4-rer-Team_3083 (002) ©Heide Fest EUV

Selbstermächtigung in verrechtlichten Verhältnissen. Zum Wandel vergeschlechtlichter Kollektive in Konflikten der Erwerbsarbeit

Forschungsprojekt an der Europa-Universität Viadrina Frankfurt (Oder) im Rahmen der DFG-Forschungsgruppe Recht – Geschlecht – Kollektivität

Projektbearbeitung: Isabell Hensel, Judith Höllmann (WiMis), Vanessa Kasprick (SHK)
Projektleitung: Prof. Dr. Eva Kocher
Förderzeit: Mai 2018 – April 2021

Das kollektive Handeln von Beschäftigten in der Erwerbsarbeit ist in Deutschland als Handeln von Betriebsräten und Gewerkschaften sowohl verrechtlicht, weil es eng an gesetzliche Ermächtigungsgrundlagen gebunden als auch vergeschlechtlicht, weil es am männlichen Normalarbeitnehmer orientiert ist.

Das Teilprojekt fragt danach, welche Rolle das Arbeitsrecht für die Vergeschlechtlichung von Kollektivierungsprozessen und imaginierten Kollektivitäten sowie (insbesondere) für die Konstitution vergeschlechtlicher Kollektive spielt.

Gegenstand der Untersuchung sind alle Erscheinungsformen kollektiven Handelns in der Erwerbsarbeit, einschließlich neuer Handlungsformen, die auf Öffentlichkeit und virtuellen Raum statt auf den Ort des Betriebs setzen und die Selbstvertretung gegenüber verrechtlichen Formen der Interessenvertretung präferieren.

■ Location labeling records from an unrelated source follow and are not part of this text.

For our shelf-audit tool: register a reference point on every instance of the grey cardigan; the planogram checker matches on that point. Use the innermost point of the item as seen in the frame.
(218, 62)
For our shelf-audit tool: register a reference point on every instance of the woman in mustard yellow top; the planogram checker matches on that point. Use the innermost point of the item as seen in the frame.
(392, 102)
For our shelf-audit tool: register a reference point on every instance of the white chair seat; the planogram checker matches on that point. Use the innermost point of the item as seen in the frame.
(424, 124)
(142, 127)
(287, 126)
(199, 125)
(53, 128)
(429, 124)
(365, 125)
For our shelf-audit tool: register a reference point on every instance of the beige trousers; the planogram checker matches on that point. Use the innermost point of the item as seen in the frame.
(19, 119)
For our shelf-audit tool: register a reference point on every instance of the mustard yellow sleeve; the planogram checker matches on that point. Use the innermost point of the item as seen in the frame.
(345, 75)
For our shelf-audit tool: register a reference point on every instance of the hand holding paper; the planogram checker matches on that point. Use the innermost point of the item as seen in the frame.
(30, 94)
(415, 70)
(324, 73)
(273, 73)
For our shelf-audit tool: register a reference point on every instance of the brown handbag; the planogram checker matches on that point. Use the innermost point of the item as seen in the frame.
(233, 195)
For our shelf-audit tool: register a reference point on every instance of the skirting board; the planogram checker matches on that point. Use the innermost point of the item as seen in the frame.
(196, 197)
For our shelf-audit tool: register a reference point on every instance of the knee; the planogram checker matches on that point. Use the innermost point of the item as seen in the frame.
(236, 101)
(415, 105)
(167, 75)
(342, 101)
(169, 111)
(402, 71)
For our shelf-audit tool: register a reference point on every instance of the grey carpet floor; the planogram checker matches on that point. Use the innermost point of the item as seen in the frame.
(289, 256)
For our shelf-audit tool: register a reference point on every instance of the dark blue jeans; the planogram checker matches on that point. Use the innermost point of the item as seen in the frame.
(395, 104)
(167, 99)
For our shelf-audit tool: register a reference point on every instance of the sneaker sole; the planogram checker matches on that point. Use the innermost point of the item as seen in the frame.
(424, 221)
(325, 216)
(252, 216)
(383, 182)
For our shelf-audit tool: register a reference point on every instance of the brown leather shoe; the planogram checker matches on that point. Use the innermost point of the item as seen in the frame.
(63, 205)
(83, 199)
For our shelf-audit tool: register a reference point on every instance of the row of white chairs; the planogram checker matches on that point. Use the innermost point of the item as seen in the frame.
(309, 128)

Das Projekt geht dabei von der These aus, dass die verrechtlichten Kollektive, Kollektivitäten und Kollektivierungen im Wandel der Erwerbsarbeit durch Entgrenzung, Entbetrieblichung, Digitalisierung und Subjektivierung in Krisen geraten sind.

Diese Entwicklungen bewirken auf mehreren Ebenen eine Erosion der verrechtlichten Vorstellungen von kollektivem Handeln und Kollektivitäten. Erscheinungsformen von Entbetrieblichung und räumlicher wie zeitlicher Entgrenzung der Erwerbsarbeit bringen veränderte Verständnisse von Zugehörigkeiten und imaginierten Kollektivitäten mit sich. Insbesondere im Bereich digitaler Arbeit finden sich zudem verstärkt Ansprüche auf Selbstvertretung anstelle der traditionellen Fremdvertretung. Gewerkschaften und Betriebsräte reagieren auf den Wandel, indem sie nach neuen Formen von Kollektivierung suchen und dazu an der Entwicklung neuer Kommunikations-, Aktions- und Organisationsformen arbeiten. Diese neuen Formen wie etwa strategische Kampagnen sind vor allem auf die Herstellung von Öffentlichkeit gerichtet und weisen Individualisierungstendenzen und alltagspolitische Bezüge auf. Im Bereich selbstständiger (digitaler) Arbeit lässt sich zudem beobachten, dass sich etwa Freelancer*innen zunehmend über Verbands- und Plattformstrukturen koordinieren.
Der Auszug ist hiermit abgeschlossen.